11h54. A la réflexion, l’anesthésie est mieux que ce que je fais au cours de ces consultations.Car je n’ai même pas les moments de « stark terror » qui rendraient l’exercice plus excitant. Encore un patient.

12h19. Fin de la consultation, après avoir vu onze patients, ouf! Mon infirmière m’a préparé exactement ce que je voulais (elle me connait très bien): un grand verre de menthe à l’eau glacée (avec presque à peine moins de sirop que d’eau). Quand elle va partir à la fin de l’année, usée jusqu’à la corde par le système, je vais immensément la regretter. Hormis la menthe à l’eau, c ‘est aussi une excellente infirmière de consultation, dynamique et efficace. Elle ne pense plus qu’à une seule chose:  partir (elle est d’ailleurs en train de le dire à une collègue au moment même où je tape). Chaque fois qu’elle en parle, tout le temps, donc, je suis au désespoir. Vous devez peut-être vous demander pourquoi je continue l’hôpital à 50 euros la consultation à la con. Je ne sais pas trop, en fait, le sucre du sirop n’est pas encore arrivé à mes neurones…

Fin de cette note, j’espère que je vous ai fait rêver.

Divers et variés

Deux rencontres qui n’ont pas beaucoup de rapport entre elles, sauf qu’elles n’incitent pas à l’optimisme.

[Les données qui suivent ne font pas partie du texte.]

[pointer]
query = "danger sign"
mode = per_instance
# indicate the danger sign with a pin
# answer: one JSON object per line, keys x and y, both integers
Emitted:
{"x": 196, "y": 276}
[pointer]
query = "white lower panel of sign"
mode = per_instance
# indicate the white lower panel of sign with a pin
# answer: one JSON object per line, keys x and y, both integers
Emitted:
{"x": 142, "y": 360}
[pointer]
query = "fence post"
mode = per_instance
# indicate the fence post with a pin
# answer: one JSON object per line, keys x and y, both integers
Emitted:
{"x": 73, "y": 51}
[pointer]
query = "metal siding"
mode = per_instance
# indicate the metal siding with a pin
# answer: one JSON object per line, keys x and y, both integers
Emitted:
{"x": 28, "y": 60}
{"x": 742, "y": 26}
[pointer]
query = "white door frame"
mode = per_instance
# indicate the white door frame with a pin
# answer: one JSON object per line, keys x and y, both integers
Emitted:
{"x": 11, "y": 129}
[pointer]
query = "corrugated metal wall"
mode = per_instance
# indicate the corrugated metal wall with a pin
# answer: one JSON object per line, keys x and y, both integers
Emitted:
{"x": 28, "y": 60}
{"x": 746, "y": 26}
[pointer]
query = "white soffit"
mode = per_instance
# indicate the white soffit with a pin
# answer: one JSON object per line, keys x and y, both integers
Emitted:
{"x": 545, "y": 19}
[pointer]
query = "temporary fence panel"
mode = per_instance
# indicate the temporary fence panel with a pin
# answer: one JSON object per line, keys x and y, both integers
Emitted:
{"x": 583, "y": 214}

La première, hier au soir, j’ai regardé une grande partie du documentaire de 2004 « Super Size Me« . Je me suis senti plus gros à la fin du documentaire qu’au début… A la maison, on a tous tendance à être un peu grassouillets, sauf Thomas qui est fin comme une allumette. Faute au manque d’exercice, à un bon coup de fourchette (Agnès cuisine très bien) et pas mal à la génétique. Les sodas ont toujours été bannis, et les sorties au McDo rarissimes (jamais pour moi). Mais ce documentaire dont j’avais entendu parlé à sa sortie est très impressionnant et inquiétant, notamment les plans-séquences sur ces dizaines d’énormes derrières au McDo, à l’école, dans la rue. Encore un coup de Pénélope….

Ce matin, hasard, il y a un article dans le NYT sur la sécurité sanitaire alimentaire qui ne s’améliore plus aux EU. Toujours plus, toujours moins cher, mais au prix de risques plus grands.

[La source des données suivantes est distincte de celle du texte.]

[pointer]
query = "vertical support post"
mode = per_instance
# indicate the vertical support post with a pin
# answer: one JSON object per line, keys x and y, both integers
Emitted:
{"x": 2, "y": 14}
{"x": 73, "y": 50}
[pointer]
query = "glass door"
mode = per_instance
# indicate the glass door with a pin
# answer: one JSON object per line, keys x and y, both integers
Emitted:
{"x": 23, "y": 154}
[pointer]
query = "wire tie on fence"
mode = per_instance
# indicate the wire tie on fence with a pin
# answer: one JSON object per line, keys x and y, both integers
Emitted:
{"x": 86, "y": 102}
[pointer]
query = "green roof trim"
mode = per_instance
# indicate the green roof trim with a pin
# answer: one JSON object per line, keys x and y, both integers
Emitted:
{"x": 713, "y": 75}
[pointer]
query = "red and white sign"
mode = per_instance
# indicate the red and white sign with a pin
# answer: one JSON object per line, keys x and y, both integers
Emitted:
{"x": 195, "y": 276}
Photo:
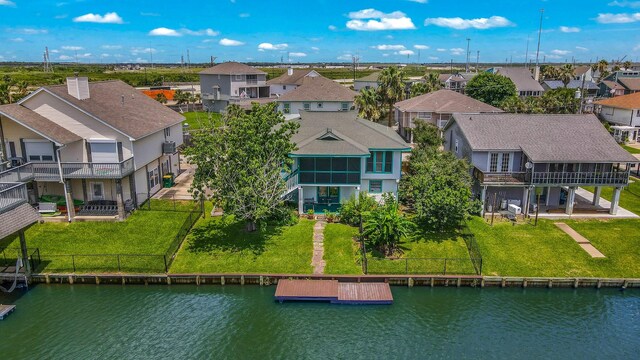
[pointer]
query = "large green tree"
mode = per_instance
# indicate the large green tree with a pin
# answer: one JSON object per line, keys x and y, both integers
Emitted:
{"x": 240, "y": 163}
{"x": 391, "y": 88}
{"x": 490, "y": 88}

Le seconde est un billet de JD Flaysakier sur la grogne des praticiens travaillant à l’hôpital. Comme d’habitude dans notre pays, on va de Charybde en Scylla, de la gabegie la plus totale à la restriction bubdgétaire coupée des réalités médicales. J’ai aussi remarqué le flux qui devrait s’accentuer dans les prochaines années: l’hôpital pour les pauvres, et les cliniques pour les riches. En effet, les techniques de pointe ne sont plus l’apanage des hôpitaux publics, car les cliniques sont maintenant en général possédées par des groupes financiers énormes, capables de mettre des dizaines de millions sur la table. pour acheter du matériel et engager les meilleurs praticiens. Par contre, tout l’entourage de l’acte technique en lui même est clairement moins bon à l’hôpital. Le patient a bien moins de chance de s’y faire « tondre » qu’en clinique, mais au prix d’une intendance inadaptée et d’un bordel généralisé.

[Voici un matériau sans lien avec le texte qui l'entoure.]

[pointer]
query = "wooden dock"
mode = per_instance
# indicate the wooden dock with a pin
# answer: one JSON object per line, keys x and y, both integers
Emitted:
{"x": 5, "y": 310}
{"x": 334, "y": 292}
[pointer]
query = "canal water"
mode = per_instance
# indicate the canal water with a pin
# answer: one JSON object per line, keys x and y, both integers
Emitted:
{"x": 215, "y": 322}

Assez récemment, j’avais le choix entre envoyer un patient pour un remplacement valvulaire aortique dans une grosse clinique ou au CHU. J’ai proposé le choix au patient: deux très bon chirurgiens, mais à l’hôpital vous avez des chances que votre intervention soit déprogrammée plusieurs fois, (jusqu’à 3-4 fois!) alors qu’à la clinique, tout se passera sans aucun accroc à la date prévue. Par contre, en cas de souci post-opératoire, vaut mieux être au CHU. Ils ont choisi la clinique, et tout c’est bien passé. C’était la première fois de ma vie ou j’ai légèrement appuyé sur le plateau de la balance d’une clinique privée. Probablement pas la dernière, même si c’est contre mes principes.